25.5.06

A fala vegetal

«Não é mistério para os entendidos que há uma linguagem das plantas, ou, para ser mais exato, que a cada planta corresponde uma linguagem. Como a variedade de plantas é infinita, faz-se impossível ao entendimento, por muito atilado que seja, captar todas as vozes de vegetais. E só os mais perspicazes entre os humanos conseguem entender a conversa entre duas plantas de espécies diferentes: cada uma usa o seu vocabulário, como por exemplo num diálogo em que A falasse em espanhol e B respondesse em alemão.

Levindo, jardineiro experiente, chegou a dominar as linguagens que se entrecruzavam no jardim. Um leigo diria que não se escutava nada, salvo o zumbir de moscas e besouros, mas ele chegava a distinguir o suspiro de uma violeta, e suas confidências ao amor-perfeito não eram segredo para os ouvidos daquele homem.
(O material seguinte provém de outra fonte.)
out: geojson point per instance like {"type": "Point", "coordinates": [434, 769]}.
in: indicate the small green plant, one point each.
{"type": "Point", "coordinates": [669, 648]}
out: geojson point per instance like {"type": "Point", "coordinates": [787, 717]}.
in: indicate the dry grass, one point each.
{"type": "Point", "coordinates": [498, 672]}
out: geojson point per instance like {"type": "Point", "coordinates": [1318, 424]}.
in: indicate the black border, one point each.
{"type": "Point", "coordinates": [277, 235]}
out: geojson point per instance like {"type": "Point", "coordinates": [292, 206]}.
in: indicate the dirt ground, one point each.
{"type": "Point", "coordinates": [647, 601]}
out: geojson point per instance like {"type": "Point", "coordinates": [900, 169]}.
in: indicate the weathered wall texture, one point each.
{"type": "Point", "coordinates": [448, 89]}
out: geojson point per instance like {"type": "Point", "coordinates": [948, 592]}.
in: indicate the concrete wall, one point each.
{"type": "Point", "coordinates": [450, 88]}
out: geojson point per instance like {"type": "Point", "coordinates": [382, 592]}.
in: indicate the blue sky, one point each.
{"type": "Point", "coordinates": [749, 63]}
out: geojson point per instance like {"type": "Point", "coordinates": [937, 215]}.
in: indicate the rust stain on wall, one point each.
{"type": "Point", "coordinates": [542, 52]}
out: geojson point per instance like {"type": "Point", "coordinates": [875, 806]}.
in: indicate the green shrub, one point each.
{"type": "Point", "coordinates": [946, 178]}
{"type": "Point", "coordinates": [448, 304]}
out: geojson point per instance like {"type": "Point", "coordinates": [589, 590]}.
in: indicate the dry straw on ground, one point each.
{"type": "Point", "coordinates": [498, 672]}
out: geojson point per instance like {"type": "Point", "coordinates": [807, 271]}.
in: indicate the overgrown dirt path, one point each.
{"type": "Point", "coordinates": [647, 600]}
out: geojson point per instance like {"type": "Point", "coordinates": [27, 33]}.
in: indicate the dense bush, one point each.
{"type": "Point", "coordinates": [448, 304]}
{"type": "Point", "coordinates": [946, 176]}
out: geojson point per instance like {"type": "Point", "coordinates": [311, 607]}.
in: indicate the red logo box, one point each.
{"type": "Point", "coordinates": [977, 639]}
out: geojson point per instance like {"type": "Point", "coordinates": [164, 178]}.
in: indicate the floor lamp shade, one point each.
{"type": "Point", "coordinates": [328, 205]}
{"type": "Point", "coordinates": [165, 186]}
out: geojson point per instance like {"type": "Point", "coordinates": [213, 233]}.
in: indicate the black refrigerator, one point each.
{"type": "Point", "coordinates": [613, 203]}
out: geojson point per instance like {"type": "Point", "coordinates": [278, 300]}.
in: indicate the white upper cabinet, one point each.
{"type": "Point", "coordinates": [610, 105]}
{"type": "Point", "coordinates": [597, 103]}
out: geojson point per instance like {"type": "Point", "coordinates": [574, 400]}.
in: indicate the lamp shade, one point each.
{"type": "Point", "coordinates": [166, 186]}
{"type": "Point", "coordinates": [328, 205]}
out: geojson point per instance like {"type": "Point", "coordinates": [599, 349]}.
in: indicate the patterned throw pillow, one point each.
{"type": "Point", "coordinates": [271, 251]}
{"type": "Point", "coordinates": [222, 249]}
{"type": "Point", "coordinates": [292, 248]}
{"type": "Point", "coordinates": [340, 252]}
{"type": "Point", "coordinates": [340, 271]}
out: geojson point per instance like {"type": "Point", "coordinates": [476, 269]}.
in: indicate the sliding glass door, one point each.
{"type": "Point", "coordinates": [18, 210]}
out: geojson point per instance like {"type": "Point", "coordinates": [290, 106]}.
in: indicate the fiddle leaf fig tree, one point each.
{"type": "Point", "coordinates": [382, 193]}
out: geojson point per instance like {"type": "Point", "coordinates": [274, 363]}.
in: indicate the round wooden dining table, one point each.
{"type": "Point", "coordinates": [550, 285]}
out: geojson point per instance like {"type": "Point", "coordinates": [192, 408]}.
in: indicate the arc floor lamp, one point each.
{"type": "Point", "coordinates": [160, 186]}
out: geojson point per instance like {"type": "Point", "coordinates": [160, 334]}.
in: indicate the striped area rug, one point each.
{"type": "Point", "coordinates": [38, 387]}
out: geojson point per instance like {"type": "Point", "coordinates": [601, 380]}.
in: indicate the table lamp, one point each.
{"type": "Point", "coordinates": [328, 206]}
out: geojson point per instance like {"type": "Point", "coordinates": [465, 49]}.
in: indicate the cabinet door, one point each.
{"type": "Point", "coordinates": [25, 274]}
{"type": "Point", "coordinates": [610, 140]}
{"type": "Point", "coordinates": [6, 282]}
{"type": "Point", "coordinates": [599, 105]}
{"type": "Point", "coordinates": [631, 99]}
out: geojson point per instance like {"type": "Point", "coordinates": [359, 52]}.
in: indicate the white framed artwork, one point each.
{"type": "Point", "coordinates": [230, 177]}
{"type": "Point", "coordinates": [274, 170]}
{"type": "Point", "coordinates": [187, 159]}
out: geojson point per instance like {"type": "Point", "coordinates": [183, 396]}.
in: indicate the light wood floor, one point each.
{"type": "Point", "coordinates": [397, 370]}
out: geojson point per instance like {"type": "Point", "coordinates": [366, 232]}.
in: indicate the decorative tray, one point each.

Até que um dia as plantas desconfiaram que estavam sendo espionadas e planejaram a conspiração de silêncio contra Levindo. Passaram a comunicar-se por meio de sinais altamente sigilosos, renovados a cada semana. Em vão o jardineiro se acocorava a noite inteira no jardim, na esperança de decifrar o código. Enlouqueceu.

Perdendo o emprego, as coisas não voltaram à normalidade. As plantas haviam esquecido o hábito de conversar direito. Já não se entendiam, brigavam de haste contra haste, muitas se aniquilaram em combate. O jardim foi invadido pelas cabras, que pastaram o restante da vegetação.»

Carlos Drummond de Andrade, Contos plausíveis (1981)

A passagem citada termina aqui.